# The Derivative

In order to understand the response of the basic R, L, and C elements to a sinusoidal signal, you need to examine the concept of the derivative in some detail. It will not be necessary that you become proficient in the mathematical technique, but simply that you understand the impact of a relationship defined by a derivative.
The derivative dx/dt is defined as the rate of change of x with respect to time. If x fails to change at a particular instant, dx = 0, and the derivative is zero.
For the sinusoidal waveform, $dx/dt$ is zero only at the positive and negative peaks ($wt = \pi/2 \text{and} wt =3\pi/2$ in Fig. 1), since $x$ fails to change at these instants of time. The derivative $dx/dt$ is actually the slope of the graph at any instant of time. Fig. 1: Defining those points in a sinusoidal waveform that have maximum and minimum derivatives. Fig. 2: Derivative of the sine wave of Fig. 1.
A close examination of the sinusoidal waveform will also indicate that the greatest change in $x$ will occur at the instants $wt = 0, \pi, \text{ and } 2\pi$. The derivative is therefore a maximum at these points. At 0 and $2\pi$, x increases at its greatest rate, and the derivative is given a positive sign since $x$ increases with time. At $\pi$, $dx/dt$ decreases at the same rate as it increases at $0$ and $2\pi$, but the derivative is given a negative sign since $x$ decreases with time. Since the rate of change at 0, $\pi$, and $2\pi$ is the same, the magnitude of the derivative at these points is the same also. For various values of $wt$ between these maxima and minima, the derivative will exist and will have values from the minimum to the maximum inclusive. A plot of the derivative in Fig. 2 shows that the derivative of a sine wave is a cosine wave. The peak value of the cosine wave is directly related to the frequency of the original waveform. The higher the frequency, the steeper the slope at the horizontal axis and the greater the value of $dx/dt$, as shown in Fig. 3 for two different frequencies. Fig. 3: Effect of frequency on the peak value of the derivative
Note in Fig. 3 that even though both waveforms (x1 and x2) have the same peak value, the sinusoidal function with the higher frequency produces the larger peak value for the derivative. In addition, note that
the derivative of a sine wave has the same period and frequency as the original sinusoidal waveform.

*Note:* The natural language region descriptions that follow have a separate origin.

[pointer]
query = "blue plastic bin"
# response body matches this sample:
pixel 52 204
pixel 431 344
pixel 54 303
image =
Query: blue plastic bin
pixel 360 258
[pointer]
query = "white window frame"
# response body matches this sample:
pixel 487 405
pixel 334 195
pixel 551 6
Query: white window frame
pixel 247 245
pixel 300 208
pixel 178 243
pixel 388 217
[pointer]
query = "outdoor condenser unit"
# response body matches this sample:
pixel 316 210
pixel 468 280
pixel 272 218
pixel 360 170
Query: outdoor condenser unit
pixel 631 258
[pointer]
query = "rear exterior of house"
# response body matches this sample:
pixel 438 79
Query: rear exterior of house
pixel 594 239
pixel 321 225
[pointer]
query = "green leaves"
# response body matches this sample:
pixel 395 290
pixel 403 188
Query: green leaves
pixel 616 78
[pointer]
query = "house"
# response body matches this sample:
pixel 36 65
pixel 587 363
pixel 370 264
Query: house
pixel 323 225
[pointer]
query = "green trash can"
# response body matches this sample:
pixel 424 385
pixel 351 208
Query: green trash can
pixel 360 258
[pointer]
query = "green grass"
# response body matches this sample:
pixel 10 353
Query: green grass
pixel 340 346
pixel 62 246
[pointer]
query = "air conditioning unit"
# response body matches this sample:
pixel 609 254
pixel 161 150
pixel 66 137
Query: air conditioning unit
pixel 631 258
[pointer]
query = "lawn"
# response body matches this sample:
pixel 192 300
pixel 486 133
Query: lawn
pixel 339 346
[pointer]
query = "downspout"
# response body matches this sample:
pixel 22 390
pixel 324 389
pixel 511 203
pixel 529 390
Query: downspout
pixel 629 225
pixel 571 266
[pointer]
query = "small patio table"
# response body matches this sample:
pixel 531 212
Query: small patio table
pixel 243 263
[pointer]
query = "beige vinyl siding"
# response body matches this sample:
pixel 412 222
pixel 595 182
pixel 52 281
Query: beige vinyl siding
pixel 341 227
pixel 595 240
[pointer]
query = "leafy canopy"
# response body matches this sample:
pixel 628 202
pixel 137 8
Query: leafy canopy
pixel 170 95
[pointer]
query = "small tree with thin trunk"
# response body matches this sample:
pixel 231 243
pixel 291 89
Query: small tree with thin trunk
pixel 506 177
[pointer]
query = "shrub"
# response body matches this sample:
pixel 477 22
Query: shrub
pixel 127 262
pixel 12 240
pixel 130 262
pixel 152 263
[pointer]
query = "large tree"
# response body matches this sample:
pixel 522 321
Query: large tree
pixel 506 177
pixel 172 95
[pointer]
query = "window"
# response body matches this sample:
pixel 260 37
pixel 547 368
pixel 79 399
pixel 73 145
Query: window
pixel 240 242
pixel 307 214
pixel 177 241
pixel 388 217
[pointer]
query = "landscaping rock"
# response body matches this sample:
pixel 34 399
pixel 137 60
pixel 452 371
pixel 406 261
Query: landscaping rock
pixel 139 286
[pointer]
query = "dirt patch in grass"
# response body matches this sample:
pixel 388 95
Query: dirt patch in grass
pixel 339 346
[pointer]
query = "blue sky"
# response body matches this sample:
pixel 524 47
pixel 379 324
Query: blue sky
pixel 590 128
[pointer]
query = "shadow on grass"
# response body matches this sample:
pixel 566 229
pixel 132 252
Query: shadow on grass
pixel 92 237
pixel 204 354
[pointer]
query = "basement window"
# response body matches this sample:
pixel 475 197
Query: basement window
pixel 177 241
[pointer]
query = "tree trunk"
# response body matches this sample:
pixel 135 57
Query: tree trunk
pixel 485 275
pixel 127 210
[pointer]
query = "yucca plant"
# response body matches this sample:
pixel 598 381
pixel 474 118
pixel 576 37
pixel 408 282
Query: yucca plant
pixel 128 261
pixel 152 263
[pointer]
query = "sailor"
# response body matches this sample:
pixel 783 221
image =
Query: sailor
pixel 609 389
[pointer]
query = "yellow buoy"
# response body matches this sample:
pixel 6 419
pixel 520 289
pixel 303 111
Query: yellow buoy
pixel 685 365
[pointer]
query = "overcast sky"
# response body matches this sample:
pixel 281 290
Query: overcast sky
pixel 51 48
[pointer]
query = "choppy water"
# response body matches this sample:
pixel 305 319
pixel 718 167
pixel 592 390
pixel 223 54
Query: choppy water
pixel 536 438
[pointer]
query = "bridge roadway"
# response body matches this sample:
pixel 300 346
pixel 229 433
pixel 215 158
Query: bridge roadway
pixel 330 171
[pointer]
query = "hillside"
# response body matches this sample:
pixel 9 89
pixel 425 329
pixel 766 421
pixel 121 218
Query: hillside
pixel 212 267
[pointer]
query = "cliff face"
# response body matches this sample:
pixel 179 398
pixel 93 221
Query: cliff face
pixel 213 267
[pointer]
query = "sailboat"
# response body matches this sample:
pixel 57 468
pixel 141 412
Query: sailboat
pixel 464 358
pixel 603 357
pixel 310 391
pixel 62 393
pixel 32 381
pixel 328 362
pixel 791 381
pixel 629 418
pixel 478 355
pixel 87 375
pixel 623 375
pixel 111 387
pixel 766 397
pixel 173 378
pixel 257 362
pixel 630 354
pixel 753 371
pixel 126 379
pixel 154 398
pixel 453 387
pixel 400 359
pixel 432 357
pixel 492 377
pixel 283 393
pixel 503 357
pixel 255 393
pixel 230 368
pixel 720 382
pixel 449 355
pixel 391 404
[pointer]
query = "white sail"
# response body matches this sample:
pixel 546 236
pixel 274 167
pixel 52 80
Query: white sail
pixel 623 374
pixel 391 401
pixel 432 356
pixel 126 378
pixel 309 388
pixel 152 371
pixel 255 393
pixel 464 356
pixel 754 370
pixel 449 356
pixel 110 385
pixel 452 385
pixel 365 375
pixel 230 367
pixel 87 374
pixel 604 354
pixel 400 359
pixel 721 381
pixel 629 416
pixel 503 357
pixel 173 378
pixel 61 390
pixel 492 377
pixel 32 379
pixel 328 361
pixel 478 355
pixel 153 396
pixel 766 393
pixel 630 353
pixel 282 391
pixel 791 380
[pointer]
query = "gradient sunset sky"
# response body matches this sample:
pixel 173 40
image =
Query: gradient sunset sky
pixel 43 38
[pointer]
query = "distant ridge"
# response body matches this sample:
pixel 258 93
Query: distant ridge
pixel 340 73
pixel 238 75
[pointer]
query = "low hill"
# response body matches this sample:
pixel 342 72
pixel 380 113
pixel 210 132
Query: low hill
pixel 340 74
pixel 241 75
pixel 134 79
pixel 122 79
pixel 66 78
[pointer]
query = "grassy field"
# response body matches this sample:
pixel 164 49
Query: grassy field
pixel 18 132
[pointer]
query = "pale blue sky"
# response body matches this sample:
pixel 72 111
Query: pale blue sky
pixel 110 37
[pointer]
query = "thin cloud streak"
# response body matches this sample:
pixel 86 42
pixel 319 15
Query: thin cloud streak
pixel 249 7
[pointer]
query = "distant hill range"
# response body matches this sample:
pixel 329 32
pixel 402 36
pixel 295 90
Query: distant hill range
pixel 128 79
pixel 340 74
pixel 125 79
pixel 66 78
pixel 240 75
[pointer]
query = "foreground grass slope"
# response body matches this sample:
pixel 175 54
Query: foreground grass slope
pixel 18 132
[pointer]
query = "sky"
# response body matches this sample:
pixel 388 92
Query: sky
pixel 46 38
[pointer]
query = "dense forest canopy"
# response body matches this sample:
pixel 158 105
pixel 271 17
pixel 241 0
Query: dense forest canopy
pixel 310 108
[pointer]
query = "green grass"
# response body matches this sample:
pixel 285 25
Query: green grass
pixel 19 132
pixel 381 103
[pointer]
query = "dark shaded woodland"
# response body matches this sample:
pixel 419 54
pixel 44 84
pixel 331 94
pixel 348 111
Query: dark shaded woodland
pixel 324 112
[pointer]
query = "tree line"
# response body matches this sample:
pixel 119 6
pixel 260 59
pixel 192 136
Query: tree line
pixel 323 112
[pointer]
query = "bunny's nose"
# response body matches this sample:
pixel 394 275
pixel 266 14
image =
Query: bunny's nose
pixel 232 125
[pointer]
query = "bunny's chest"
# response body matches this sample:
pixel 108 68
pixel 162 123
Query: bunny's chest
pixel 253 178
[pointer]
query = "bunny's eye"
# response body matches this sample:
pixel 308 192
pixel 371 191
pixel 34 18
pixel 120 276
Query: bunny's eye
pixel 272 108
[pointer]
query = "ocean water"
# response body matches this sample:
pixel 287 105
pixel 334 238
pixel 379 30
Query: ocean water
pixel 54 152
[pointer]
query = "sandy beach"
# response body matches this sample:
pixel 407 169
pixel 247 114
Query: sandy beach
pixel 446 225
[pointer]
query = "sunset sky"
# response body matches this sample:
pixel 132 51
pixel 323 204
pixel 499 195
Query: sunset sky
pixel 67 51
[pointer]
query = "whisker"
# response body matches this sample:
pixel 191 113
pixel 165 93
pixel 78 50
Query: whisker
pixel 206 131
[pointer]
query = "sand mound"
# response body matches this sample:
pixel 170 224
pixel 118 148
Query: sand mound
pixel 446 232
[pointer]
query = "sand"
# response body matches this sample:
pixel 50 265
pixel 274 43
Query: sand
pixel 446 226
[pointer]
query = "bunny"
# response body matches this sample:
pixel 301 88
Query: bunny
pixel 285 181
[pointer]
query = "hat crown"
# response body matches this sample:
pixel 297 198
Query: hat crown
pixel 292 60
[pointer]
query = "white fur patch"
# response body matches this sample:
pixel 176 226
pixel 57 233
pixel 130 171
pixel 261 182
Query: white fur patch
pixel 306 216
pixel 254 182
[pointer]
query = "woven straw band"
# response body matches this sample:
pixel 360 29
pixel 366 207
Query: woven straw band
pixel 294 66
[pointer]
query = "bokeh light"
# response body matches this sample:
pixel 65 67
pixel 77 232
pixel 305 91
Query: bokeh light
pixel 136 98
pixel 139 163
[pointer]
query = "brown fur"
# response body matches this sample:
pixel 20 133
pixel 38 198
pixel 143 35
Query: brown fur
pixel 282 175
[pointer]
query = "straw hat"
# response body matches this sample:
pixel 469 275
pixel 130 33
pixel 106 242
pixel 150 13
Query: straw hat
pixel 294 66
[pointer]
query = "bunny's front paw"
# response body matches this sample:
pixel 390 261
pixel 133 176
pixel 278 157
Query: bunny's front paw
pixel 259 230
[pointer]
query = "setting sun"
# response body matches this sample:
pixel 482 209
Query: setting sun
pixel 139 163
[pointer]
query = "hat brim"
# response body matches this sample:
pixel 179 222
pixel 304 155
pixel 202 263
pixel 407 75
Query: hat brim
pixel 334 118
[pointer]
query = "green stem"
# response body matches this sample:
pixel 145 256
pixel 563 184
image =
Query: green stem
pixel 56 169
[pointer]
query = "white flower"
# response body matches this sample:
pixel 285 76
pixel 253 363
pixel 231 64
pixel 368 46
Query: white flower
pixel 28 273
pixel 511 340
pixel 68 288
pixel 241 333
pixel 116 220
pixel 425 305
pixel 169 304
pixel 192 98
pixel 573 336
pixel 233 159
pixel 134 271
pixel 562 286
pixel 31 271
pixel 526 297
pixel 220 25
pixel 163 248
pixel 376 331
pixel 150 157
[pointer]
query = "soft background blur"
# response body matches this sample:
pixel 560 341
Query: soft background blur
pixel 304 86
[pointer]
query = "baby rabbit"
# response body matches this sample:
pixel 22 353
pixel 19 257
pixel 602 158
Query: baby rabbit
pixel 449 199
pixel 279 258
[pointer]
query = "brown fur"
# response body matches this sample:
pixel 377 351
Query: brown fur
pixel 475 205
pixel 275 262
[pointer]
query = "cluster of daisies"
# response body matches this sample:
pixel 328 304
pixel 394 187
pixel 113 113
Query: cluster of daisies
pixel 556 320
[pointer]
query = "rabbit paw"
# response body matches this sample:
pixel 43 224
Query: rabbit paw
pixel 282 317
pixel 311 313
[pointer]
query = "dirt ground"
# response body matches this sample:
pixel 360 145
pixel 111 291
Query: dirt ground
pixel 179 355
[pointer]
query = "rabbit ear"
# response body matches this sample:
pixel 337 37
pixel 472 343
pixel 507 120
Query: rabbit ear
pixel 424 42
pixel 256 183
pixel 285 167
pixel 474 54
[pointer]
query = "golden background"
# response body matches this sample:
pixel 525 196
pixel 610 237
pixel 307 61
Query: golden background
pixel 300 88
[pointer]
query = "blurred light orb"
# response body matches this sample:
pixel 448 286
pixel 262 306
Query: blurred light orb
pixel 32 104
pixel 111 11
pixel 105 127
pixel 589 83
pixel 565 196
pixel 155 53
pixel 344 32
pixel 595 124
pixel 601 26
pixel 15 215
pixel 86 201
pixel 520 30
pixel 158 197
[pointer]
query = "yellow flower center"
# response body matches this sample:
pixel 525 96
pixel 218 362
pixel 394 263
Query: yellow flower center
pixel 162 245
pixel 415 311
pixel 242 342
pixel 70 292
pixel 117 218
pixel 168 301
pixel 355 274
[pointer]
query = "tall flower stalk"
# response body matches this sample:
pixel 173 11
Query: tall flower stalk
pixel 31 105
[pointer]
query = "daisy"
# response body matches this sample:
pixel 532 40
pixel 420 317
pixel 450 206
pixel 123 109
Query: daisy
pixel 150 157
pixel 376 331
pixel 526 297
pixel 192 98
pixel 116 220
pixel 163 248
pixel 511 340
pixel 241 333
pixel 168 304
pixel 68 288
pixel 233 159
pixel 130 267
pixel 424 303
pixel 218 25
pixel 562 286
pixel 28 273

For the sinusoidal voltage $$e(t) = E_m \sin(wt+\theta)$$ the derivative can be found directly by differentiation (calculus) to produce the following: $$\begin{split} d \over dt {e(t)} &= w E_m \cos(wt+\theta) \\ &=2\pi f E_m \cos(wt+\theta) \end{split}$$ The mechanics of the differentiation process will not be discussed or investigated here; nor will they be required to continue with the text. Note, however, that the peak value of the derivative, $2pfE_m$, is a function of the frequency of $e(t)$, and the derivative of a sine wave is a cosine wave.